Propaganda.

Maybe Peter was overreacting, but it made an uncomfortable sort of sense. People tended to trust you, when they pledged allegiance to your outfit every day. There was a sort of mass-projection going on. Everyone looked at the flag, and associated the man wearing it with freedom, hope, opportunity- whatever they liked about the country. Confirmation bias did the rest.

Peter was crouched in the cramped, dusty crawl-space above his room, digging through miscellaneous junk.

Captain America was, in simple English, an asshole.

Peter found what he was looking for; a Captain America action figure, one of the line that'd came out after the chitauri invasion. He'd been almost twelve when they hit the shelves, but demanded one anyway. He'd managed to break the trigger mechanism for the shield in less than a week, leaving a chunk of red plastic wedged in the toy's gauntlet for the past three years.

The safest hands are still our own, he'd said. Tony had it taped; security footage.

Like he could make that judgement. Like Captain America the person was Captain America the icon; like he was smarter and less biased than entire panel of people. Like being superhuman made him perfect.

Tony Stark was a flawed person, who sometimes did bad things, but at least he could admit that to himself.

Peter tossed the toy through the trapdoor, with a little more force than necessary. He heard it bounce off his bed and graze the ceiling.

It was hard to believe Captain America could be so selfish, so completely biased. And he was definitely biased. Mostly towards the Winter Soldier.

A pair of shield-patterned earmuffs was poking from an overstuffed cardboard box. Peter didn't remember putting them up there but he was glad he had- they'd been incredibly embarrassing after the first day, even in sixth grade. Especially in sixth grade. One of the white stars was still tinted taupe from the slushballs.

He understood the idea of protecting your friends, but nobody had friends that close.

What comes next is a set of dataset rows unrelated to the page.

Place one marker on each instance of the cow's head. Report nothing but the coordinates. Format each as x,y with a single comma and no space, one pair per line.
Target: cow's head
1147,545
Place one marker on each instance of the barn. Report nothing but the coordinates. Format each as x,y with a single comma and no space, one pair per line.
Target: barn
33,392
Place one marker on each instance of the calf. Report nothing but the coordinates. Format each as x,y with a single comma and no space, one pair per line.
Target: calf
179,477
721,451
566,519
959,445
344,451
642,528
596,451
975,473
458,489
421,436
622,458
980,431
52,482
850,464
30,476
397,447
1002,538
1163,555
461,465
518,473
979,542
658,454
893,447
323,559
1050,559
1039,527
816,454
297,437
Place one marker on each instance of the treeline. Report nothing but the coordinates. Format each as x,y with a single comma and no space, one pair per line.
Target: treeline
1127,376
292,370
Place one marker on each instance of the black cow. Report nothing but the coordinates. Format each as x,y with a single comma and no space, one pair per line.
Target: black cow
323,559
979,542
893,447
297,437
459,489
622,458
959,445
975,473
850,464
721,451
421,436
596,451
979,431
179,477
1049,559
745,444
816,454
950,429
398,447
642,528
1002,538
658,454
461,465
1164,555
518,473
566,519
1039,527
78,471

Even if Captain America did, it was still stupid of him to metaphorically stick his fingers in his ears and go 'la la la, I can't hear your potentially lifesaving and totally amenable political proposals' over a career killer and expect no blowback. Nobody could un-murder people, even if it was possible to bring James Barnes back.

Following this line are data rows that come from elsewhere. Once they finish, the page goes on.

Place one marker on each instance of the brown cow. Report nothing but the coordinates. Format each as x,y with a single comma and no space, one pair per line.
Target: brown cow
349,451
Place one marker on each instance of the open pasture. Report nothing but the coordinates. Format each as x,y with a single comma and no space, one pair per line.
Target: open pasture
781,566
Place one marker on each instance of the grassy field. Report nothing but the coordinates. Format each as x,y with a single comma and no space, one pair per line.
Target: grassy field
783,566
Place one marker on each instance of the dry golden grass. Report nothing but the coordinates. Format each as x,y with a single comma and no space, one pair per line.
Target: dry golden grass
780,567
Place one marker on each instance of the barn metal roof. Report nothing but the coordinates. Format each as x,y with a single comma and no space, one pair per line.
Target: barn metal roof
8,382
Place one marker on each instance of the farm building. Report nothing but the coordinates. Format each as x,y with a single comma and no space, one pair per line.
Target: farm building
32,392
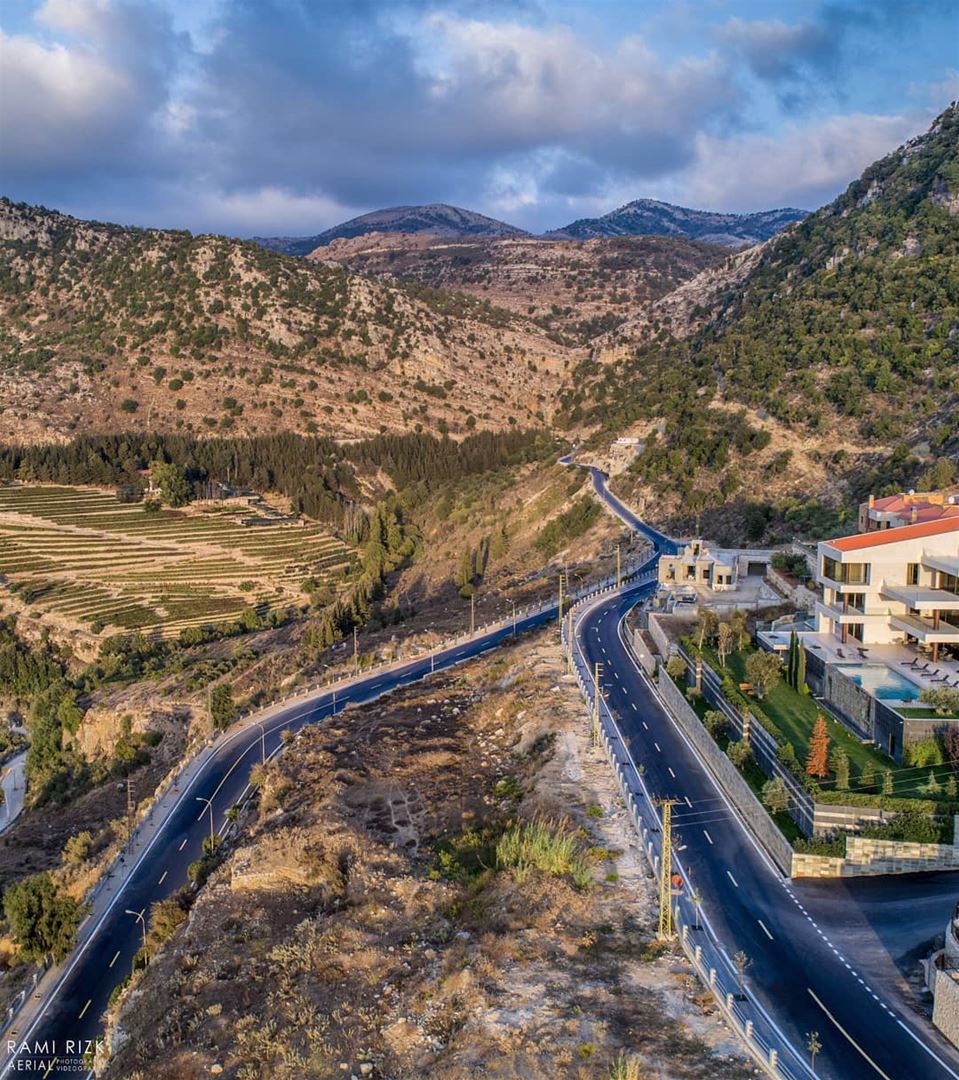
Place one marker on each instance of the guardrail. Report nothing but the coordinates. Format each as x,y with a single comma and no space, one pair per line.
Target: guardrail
769,1049
252,718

Peter had been to the smithsonian; the smiling soldier in the exhibit was worlds away from the man he'd fought at Leipzig/Halle.

Captain America was obsessed with a person who no longer existed.

It would have been tragic if he wasn't being such a dick about it.

The shoebox of vintage comics- all still in their plastic sleeves, untouchable by grubby kid hands- made it safely to the floor. They'd belonged to aunt May's mom. Apparently, Captain America fanaticism skipped a generation.

That was the thing about Captain America; he'd been created in the forties. They'd probably told him he was everything good about the country, and he might just have believed them. Maybe he'd been perfect for the forties, Peter didn't know.

There was a translucent bag of old clothes, perpetually hovering between donation and being forgotten. Half of Peter's wardrobe had been Captain America stuff a couple years ago, because he'd been such an insufferable dork that he'd thought wearing an actual, literal target to school every day would be a good idea.

This was 2016, and Captain America didn't really seem to have a grip on the times. He was acting like he was above international law, and he seemed to think that letting people as powerful as the Avengers run around without so much as guidelines was a good idea.

Peter didn't really have guidelines, but he was just one guy, not the most powerful team of people in the world. And he wasn't on the international stage, either. You couldn't dress up in stars and stripes and run around doing just whatever on foreign soil. Not anymore.

There were drawings, which had gotten pretty good for a middle schooler. It'd been a defense mechanism; not many people wanted to hit the weird art kid. Or, if they did, they didn't act on it.

God, it was like being five years old and finding out Santa wasn't real. Captain America was a big, flashy lie that he shouldn't have fallen for.

It was embarrassing, that he'd been so convinced.

He ducked through the trapdoor and onto the flaking ceiling, crawled out of the range of heap of Cap-themed junk, and dropped to the floor. There was dust clinging to his red sweater. He still had to dig through his current clothes. He'd gotten a few shirts and stuff at the start of the school year, because people were theoretically nicer as they got older. Ninth grade had crushed his hopes for that.

Captain America hadn't known he existed until Leipzig/Halle, but Peter'd loved him for years. How could he not? Steve Rogers embodied the idea of 'it gets better'. He'd worked hard and been resilient and a billion other buzzwords, and he'd done the impossible.

Or, that was what people said. Really, he'd gotten lucky. He'd been in the right place at the right time with the 'right' personality. It didn't seem fair, now that he'd shown his true colours.

It took Peter about half an hour to pack everything up, folding old clothes and throwing out broken toys. A small, petty part of him was angry enough to want to burn everything, but that'd be wasteful and dangerous and set off the smoke alarms and freak out the upstairs neighbors' baby.

Some goodwill-shopping kid would be very, very happy. Kids loved Captain America; he required a certain amount of childish, unquestioning trust to enjoy.

Really, it was high time Peter outgrew him.